You can follow the logical (mis-)deduction behind this misconception quite easily:

Refinement rules transform specifications.
Specifications are models (see earlier misconceptions).
Model transformations are a set of transformation rules.
Transformation rules transform models.
Therefore, refinement rules are transformation rules.
Therefore, refinement is transformation.

This is actually OK. Refinement is a perfectly legitimate form of model transformation. The problem is with the reverse inference, i.e., that a transformation rule is a refinement rule. If you assume that transformations must be semantics preserving, then this is not an unreasonable conclusion to draw. But model transformations need not preserve semantics.

Heretical statements like this usually generate one of several possible responses:

“This is crazy: why would I want to transform a model (which I have lovingly crafted and bestowed with valid properties and attributes) into something that is manifestly different, where information is lost?”
“OK, I can see that you might write a transformation that does not preserve semantics, but they must be dangerous, so we just need to be able to identify them and isolate them so that they never get deployed in the wild.”
“I don’t have to preserve semantics? That’s a relief! Semantics preserving transformations are a pain to construct anyway!”

These responses are all variants of misunderstandings we have seen previously: this idea that MDE is equated to a specific scenario or instance of application.

The first misunderstanding is, of course, confusing a specific category of model transformation — those that preserve semantics — with all model transformations. What are some examples of non-semantics preserving transformations? They are legion: measurement applied to UML diagrams is a classic example, where we transform a UML diagram into a number. The transformation process calculates some kind of (probably object-oriented) metric. Another example is from model migration: updating a model because its metamodel has changed. In some scenarios, a metamodel changes by deleting constructs; the model migration transformation likely needs to delete all instances of those constructs. This is clearly not semantics preserving.

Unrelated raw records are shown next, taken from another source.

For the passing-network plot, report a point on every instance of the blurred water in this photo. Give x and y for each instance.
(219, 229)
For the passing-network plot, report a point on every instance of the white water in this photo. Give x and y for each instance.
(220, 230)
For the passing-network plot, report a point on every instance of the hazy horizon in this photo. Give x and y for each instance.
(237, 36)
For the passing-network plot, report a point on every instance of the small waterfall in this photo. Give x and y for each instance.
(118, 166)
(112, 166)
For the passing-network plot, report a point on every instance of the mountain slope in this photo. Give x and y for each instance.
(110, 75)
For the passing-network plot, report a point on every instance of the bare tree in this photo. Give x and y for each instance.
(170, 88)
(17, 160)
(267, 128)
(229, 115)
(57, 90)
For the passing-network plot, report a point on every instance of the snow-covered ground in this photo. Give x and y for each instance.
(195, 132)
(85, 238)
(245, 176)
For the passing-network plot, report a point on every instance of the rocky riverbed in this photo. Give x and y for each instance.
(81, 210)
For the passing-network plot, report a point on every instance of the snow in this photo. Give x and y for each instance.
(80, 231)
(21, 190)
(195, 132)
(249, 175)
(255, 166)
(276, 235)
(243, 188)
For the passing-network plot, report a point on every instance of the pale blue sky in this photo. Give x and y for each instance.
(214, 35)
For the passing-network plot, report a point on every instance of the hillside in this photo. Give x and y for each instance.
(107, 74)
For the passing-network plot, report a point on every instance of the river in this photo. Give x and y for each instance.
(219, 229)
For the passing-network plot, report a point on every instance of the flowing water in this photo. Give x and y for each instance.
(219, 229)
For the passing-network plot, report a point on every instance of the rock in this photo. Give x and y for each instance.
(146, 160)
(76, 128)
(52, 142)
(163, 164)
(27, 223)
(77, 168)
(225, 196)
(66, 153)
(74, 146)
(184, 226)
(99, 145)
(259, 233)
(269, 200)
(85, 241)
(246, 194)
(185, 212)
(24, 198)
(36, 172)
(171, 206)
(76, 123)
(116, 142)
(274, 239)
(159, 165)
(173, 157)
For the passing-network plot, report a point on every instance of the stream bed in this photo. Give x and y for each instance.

The second misunderstanding is the classical “Well, you can do it but don’t expect me to like it” response. Unfortunately, in many real model transformation scenarios, you have to break semantics, and you probably need to enjoy it too. Consider a transformation scenario where we want to transform a very large model (e.g., consisting of several hundred thousand elements) conforming to a very large metamodel (like MARTE, AUTOSAR, SysML etc) into another very large model conforming to a different very large metamodel. Because we are good software engineers, we are likely to want to break this probably very large and complicated transformation problem into a number of smaller ones (see, for example, Jim Cordy’s excellent keynote at GPCE/SLE 2009 in Denver), which then need to be chained together. Each of the individual (smaller) transformations need not preserve semantics — indeed, some of the transformations may be to intermediate convenience languages that exist solely to make complex processing easier.

8. MDE can’t possibly work for real systems engineering because it doesn’t work well in complex domains where there is domain uncertainty.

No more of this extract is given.